Er reiste unbehelligt nach Argentinien zurück und übersiedelte 1955 endgültig in die Bundesrepublik Deutschland. Im Ruhrgebiet bot ihm das weltweit operierende Unternehmen Hoesch in Dortmund die Leitung seiner Transportabteilung an. Ganzenmüller sagte zu und blieb dort bis zu seiner Pensionierung im Jahre 1968.
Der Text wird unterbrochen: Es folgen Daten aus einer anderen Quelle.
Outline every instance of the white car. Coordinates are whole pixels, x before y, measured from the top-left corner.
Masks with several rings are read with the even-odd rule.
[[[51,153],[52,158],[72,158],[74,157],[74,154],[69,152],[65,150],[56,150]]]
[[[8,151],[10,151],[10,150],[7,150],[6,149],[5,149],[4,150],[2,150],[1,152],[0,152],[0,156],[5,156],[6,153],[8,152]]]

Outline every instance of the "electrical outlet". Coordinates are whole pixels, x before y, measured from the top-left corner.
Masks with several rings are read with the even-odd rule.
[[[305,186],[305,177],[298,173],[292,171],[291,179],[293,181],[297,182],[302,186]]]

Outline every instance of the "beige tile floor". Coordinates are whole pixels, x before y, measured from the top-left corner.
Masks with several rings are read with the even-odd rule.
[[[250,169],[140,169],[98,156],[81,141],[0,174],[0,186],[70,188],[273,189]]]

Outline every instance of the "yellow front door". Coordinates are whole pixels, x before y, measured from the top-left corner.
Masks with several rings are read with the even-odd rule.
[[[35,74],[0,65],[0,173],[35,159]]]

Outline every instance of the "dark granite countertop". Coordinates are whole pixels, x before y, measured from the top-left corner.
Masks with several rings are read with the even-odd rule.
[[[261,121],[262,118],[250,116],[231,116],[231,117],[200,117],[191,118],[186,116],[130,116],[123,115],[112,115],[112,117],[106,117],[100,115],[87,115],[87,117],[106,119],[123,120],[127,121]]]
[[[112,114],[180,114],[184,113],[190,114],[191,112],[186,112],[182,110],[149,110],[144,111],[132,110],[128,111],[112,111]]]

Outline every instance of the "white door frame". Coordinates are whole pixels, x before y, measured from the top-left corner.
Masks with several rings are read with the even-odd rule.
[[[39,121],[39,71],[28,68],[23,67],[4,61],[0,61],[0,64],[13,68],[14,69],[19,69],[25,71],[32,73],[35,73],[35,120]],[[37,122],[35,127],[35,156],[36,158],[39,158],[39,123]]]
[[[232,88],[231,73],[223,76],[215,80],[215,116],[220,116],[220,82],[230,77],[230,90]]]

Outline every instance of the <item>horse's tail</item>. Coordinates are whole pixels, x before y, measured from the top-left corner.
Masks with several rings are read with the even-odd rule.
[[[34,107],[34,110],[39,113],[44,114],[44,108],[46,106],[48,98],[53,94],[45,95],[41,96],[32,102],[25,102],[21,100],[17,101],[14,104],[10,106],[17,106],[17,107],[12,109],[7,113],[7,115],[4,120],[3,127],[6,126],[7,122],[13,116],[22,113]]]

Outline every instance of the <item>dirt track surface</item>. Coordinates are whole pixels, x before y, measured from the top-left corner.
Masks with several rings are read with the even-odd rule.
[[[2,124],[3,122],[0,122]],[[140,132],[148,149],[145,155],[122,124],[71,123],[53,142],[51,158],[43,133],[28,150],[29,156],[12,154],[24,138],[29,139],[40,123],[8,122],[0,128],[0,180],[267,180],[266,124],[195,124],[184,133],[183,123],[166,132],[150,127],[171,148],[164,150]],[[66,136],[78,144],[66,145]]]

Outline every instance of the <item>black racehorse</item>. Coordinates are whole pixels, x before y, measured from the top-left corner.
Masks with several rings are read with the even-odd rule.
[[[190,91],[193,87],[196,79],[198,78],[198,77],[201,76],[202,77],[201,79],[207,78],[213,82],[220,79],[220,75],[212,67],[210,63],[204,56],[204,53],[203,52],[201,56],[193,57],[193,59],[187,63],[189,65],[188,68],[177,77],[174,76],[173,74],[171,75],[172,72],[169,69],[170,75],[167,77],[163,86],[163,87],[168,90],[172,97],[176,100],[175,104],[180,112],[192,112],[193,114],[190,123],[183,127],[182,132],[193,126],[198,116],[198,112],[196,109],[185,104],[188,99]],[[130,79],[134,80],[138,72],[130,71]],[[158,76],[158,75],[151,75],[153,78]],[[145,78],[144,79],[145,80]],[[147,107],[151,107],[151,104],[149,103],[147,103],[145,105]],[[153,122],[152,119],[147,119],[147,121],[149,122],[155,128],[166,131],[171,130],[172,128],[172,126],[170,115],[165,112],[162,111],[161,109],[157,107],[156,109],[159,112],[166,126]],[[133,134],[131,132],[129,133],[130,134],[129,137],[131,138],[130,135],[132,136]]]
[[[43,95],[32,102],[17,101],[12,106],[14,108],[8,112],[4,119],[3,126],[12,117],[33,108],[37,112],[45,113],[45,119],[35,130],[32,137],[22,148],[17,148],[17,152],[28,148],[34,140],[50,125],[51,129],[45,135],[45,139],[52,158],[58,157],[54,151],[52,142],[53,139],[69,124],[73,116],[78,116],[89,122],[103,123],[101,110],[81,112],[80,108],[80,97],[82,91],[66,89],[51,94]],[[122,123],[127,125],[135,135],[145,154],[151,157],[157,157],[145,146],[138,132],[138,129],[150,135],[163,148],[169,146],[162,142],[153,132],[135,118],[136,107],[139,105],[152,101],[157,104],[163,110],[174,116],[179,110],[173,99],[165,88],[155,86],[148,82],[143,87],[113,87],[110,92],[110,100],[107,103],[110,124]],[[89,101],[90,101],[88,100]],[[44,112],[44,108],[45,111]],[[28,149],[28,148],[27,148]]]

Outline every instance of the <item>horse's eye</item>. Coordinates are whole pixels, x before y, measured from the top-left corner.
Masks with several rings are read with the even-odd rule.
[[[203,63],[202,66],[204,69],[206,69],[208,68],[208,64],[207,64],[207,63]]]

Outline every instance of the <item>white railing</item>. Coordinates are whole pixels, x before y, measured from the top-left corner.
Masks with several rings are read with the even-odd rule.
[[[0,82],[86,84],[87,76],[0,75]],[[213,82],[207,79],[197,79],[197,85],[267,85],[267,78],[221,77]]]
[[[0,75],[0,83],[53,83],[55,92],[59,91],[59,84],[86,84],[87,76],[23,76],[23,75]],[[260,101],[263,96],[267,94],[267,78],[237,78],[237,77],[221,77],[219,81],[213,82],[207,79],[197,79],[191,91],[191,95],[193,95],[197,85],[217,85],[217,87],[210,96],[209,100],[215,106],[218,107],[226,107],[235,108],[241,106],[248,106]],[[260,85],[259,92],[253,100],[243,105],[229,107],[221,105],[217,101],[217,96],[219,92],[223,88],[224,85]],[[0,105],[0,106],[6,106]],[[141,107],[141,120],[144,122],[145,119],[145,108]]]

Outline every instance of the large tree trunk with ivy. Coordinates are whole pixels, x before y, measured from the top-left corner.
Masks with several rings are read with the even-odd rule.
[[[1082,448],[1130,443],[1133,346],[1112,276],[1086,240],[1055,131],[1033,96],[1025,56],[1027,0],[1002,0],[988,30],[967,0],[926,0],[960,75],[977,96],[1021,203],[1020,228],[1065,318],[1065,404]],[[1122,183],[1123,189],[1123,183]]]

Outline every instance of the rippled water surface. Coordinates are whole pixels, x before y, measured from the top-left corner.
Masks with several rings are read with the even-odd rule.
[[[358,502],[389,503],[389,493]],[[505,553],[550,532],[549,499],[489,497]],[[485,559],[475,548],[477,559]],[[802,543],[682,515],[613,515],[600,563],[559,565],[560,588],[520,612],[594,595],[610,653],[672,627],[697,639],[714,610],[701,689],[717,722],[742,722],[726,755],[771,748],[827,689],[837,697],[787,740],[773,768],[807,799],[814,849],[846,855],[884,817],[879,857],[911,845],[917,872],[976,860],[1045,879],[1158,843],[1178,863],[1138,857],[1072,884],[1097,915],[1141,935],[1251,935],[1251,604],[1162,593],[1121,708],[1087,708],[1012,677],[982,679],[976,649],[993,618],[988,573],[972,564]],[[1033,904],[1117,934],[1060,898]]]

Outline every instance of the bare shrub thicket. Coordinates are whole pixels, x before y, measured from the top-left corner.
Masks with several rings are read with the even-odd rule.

In Düsseldorf waren die Reisen sehr genau verfolgt worden. Spieß wusste fast immer, wo sich Ganzenmüller aufhielt. Deshalb konnte er in aller Ruhe das Verfahren vorbereiten, das 1973 schließlich vor einer Schwurgerichtskammer in Düsseldorf begann. Es dauerte allerdings nur wenige Wochen. Dann wurde der Angeklagte angeblich verhandlungsunfähig. Immerhin konnte vor dem Ende des Prozesses gegen Ganzenmüller der Berliner Historiker Wolfgang Scheffler sein Gutachten über die Rolle der Reichsbahn vortragen und dabei kaum widerlegbar deren tiefe Verstrickung in den Völkermord nachweisen.

Nach dem kurzen Strafverfahren geriet die Bundesbahn unter erheblichen Druck, sich endlich ihrer Geschichte zu stellen. Sie tat das sehr zögerlich, gab ein eigenes Gutachten in Auftrag und willigte schließlich ein, in ihrem eigenen Museum in Nürnberg dieses hässliche Kapitel deutscher Bahngeschichte zu dokumentieren. Einen Teil dieser Dokumente will nun Hartmut Mehdorn für die Ausstellung zur Verfügung stellen, die er lange nicht haben wollte.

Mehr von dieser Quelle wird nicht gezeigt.